Aire Design, part of the Aire Regeneration Partnership, has won the second Millennium Communities Competition at the former coal-mining village of Allerton Bywater in West Yorkshire with a 'sustainable' scheme which pledges zero defects, a 66 per cent reduction in construction time and massively reduced build costs.
Regions and regeneration minister Richard Caborn announced the winner last week, saying the partnership's 'innovative' proposals would help create a new heart for a village where 850 jobs went with the closure of the pit eight years ago. 'They will take housebuilding into the twenty- first century, combining the principles of design excellence, social well- being and environmental responsibility' he said.

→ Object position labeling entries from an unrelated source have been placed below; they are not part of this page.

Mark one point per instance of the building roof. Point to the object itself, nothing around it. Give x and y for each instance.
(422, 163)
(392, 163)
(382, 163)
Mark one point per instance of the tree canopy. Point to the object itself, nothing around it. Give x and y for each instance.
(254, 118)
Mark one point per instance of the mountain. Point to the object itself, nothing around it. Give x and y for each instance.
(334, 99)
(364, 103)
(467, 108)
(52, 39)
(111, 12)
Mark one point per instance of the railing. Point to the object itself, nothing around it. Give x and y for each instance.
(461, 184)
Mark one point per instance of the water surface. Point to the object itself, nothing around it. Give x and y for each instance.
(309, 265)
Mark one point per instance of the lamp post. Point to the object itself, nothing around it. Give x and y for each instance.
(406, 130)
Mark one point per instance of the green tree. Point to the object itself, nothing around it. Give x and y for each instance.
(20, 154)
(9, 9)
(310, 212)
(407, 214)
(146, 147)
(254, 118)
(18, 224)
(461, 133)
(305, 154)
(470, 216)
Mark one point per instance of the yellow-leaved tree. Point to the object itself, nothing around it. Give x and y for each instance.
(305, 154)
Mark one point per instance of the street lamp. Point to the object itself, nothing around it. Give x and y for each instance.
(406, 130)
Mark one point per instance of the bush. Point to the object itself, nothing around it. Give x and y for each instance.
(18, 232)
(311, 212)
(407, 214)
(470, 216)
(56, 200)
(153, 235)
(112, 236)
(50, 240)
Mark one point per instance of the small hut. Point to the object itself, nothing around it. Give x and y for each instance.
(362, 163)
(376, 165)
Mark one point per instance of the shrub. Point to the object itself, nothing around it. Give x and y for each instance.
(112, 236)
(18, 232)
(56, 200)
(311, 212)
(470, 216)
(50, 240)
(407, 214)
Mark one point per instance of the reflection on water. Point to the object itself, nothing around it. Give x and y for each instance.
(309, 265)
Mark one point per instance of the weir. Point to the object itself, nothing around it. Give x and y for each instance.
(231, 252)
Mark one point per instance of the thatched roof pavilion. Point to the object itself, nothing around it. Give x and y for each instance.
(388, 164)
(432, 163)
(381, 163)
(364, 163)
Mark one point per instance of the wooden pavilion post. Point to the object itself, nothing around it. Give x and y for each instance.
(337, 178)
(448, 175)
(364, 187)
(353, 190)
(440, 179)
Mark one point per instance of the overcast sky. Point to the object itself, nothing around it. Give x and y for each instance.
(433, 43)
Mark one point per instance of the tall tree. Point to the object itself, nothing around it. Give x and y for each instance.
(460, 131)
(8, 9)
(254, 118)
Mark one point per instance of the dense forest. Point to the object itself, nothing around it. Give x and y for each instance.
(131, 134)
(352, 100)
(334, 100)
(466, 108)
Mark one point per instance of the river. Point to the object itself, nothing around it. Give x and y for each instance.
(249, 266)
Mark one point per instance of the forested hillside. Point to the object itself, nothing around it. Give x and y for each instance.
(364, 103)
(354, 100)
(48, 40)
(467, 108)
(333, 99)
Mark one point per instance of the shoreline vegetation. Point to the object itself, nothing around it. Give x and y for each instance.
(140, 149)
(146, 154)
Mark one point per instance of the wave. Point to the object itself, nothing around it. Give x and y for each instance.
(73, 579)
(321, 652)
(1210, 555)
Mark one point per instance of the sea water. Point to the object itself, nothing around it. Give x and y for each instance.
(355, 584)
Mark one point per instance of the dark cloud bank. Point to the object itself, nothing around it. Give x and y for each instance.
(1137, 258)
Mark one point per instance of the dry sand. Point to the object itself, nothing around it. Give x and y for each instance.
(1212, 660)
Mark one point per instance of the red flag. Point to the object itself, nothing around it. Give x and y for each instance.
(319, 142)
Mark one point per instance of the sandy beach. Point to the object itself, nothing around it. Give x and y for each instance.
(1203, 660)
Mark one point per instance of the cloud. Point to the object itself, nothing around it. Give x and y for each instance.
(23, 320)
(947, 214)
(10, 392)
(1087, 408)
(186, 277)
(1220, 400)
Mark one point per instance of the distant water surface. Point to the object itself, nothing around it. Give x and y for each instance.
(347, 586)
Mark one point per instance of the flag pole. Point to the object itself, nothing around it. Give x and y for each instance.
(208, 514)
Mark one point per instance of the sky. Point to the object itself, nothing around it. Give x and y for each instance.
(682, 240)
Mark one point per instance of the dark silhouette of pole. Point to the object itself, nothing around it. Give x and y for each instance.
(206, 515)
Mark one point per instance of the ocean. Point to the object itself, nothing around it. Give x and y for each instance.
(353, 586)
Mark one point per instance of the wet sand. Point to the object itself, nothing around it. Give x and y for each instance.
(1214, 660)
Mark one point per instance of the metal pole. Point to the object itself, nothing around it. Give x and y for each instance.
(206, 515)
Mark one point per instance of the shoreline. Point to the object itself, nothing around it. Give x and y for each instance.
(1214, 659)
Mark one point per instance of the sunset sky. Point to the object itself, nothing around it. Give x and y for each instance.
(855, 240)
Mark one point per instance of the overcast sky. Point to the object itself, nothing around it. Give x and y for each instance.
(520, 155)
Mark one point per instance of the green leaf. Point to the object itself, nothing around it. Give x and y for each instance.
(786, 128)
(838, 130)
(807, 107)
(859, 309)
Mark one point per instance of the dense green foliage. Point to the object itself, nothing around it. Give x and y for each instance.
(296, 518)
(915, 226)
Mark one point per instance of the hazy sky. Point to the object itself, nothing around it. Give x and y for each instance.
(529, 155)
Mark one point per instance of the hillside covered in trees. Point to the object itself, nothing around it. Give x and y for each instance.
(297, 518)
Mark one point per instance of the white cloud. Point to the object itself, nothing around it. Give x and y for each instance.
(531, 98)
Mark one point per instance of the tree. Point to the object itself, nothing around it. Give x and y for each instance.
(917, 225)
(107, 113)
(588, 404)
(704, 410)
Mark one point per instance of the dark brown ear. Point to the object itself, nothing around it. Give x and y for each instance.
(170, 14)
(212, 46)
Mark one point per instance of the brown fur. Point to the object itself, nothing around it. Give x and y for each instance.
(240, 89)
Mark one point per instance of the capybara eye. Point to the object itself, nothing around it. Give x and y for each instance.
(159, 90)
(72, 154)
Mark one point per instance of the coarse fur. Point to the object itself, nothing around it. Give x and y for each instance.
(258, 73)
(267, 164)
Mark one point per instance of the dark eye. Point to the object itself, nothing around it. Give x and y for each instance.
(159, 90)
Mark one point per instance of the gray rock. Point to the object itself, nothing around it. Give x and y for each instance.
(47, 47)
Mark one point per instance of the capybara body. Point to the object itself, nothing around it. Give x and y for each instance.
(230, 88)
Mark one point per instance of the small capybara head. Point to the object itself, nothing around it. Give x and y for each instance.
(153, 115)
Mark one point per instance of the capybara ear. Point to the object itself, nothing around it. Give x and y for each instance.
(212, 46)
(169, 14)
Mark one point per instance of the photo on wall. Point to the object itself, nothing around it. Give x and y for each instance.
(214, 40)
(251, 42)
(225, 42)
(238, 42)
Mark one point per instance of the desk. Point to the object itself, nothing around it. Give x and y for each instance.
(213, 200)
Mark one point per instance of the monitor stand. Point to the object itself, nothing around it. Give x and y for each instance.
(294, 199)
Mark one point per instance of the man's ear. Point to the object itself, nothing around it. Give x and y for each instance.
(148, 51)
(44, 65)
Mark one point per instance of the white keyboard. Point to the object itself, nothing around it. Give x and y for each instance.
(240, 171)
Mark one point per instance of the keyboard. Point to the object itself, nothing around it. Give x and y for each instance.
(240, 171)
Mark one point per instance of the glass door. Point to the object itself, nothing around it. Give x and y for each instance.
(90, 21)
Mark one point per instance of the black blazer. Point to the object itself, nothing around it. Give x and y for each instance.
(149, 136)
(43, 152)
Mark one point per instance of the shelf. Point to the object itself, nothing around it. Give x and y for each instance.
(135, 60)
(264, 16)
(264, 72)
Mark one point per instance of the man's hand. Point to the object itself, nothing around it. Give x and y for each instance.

Aire Design's Professor Doug Clelland is working alongside engineer Dewhurst Macfarlane and Partners and housing researchers at Liverpool's John Moores University on the scheme, which will add 644 new dwellings and create 30,000m2 of community and commercial space with a total value of over £80 million. The first innovation is that the project will be delivered through a partnership company in a bid to cut possible disputes between members of the construction team. It aims to 'interweave' the archetypal village fabric with recent European achievements in urban housing, drawing inspiration from the first Millennium Community blueprint by Hunt Thompson and Ralph Erskine. One aim is to emulate the construction techniques of Germany and Holland, where typical costs are 30 per cent cheaper, by making housing components on an industrial estate in the village. A new village green and primary-school expansion are proposed and each home will be 35 per cent larger than standard.